Earth may be just decades away from entering a “Hothouse” state of climate change that threatens the future of humanity, scientists have warned.
The planet could be set to experience “runaway” global warming, with rising temperatures and sea levels making parts uninhabitable, they said.
Avoiding such an issue would require “deep cuts” in greenhouse gas emissions as well as concerted efforts to remove carbon dioxide from the atmosphere.
The Hothouse threshold will be reached when average global temperatures are only around 2C higher than they were in pre-industrial times, the scientists said. The latest study shows they are already 1C higher, and rising. Long term, the Hothouse Earth climate will stabilise at a global average of 4C-5C above pre-industrial levels, the study shows.
If that happened, swathes of the planet around the equator will become uninhabitable, with sea levels up to 60 metres (197ft) higher than they are today, threatening coastal cities.
A Hothouse Earth would pose “severe risks for health, economies, political stability, and ultimately, the habitability of the planet for humans”, the international scientists wrote in the journal Proceedings of the National Academy of Science.
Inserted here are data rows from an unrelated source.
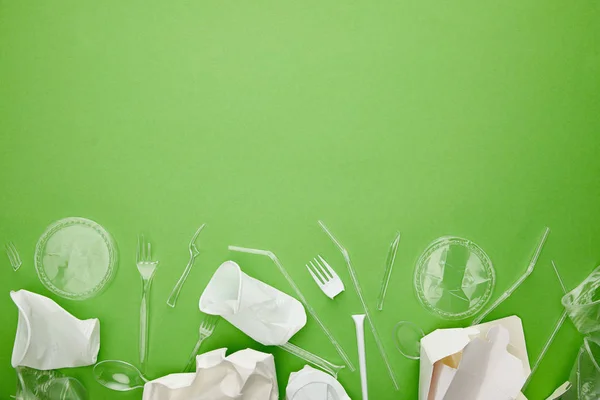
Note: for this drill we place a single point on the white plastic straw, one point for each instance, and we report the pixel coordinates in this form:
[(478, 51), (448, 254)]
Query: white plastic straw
[(364, 304)]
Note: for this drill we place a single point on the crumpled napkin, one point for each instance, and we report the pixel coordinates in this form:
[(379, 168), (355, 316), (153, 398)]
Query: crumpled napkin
[(48, 337), (244, 375), (262, 312)]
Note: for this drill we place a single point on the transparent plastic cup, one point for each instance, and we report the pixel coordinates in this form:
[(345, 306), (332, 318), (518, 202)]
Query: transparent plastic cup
[(47, 385), (585, 376)]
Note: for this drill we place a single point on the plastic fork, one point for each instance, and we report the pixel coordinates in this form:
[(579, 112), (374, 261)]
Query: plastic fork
[(329, 282), (194, 252), (13, 255), (207, 327), (146, 268)]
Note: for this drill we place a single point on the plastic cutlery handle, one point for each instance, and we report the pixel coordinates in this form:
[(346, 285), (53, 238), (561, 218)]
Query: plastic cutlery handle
[(359, 321), (144, 324), (175, 292)]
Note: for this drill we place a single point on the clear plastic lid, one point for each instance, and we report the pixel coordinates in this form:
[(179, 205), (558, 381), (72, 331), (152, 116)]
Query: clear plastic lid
[(454, 278), (407, 336), (75, 258)]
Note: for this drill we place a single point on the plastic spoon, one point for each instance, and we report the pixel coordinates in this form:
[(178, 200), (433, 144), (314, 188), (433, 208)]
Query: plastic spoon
[(119, 375), (518, 282)]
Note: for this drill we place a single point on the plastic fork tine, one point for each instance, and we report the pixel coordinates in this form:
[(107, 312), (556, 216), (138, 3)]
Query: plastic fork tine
[(319, 270), (13, 255), (322, 278), (313, 275), (331, 271)]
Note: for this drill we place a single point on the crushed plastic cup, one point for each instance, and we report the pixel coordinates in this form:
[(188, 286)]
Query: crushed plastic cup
[(583, 304), (585, 376)]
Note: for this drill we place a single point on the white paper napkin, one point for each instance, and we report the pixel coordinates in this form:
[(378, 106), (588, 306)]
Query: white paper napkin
[(48, 337), (245, 375)]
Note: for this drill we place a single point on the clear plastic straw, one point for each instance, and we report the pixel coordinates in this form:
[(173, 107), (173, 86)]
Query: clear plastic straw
[(364, 304), (519, 281), (194, 252), (313, 359), (301, 297), (388, 271), (557, 327)]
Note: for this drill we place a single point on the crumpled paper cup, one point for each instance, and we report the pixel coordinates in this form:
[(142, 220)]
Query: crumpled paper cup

The research highlighted 10 feedback processes that were predicted to kick in at around 2C of global warming.
The “tipping elements” could turn natural carbon storage systems or “sinks” into powerful greenhouse gas emitters.
Professor Johan Rockstrom, a leading member of the team from the University of Stockholm, Sweden, said: “These tipping elements can potentially act like a row of dominoes. Once one is pushed over, it pushes Earth towards another. It may be very difficult or impossible to stop the whole row of dominoes from tumbling over.
“Places on Earth will become uninhabitable if Hothouse Earth becomes the reality.”
The tipping point dangers were identified as thawing permafrost, the release of methane trapped on the ocean floor, weakening land and ocean carbon sinks, increased carbon dioxide production by ocean bacteria, Amazon rainforest die-back, coniferous forest die-back, reduced northern hemisphere snow cover, loss of Arctic summer sea ice, reduced Antarctic sea ice and melting polar ice sheets.
The scientists wrote: “Our analysis suggests that the Earth system may be approaching a planetary threshold that could lock in a continuing rapid pathway toward much hotter conditions – Hothouse Earth. This pathway would be propelled by strong, intrinsic, biogeophysical feedbacks difficult to influence by human actions, a pathway that could not be reversed, steered or substantially slowed.
“Where such a threshold might be is uncertain, but it could be only decades ahead at a temperature rise of (around) 2C above pre-industrial.”
Commenting on the findings, climate researcher Dr Phil Williamson, from the University of East Anglia, said: “In the context of the summer of 2018, this is definitely not a case of crying wolf, raising a false alarm. The wolves are now in sight.”
Chris Rapley, Professor of Climate Science at University College London said: “Previous research has shown that an increase in the mean global temperature of 11-12C would make more than half of the land area currently occupied by humans uninhabitable. So, a ‘runaway’ warming to a new and uncontrollable hot state would represent an existential threat to humanity and the majority of existing species.”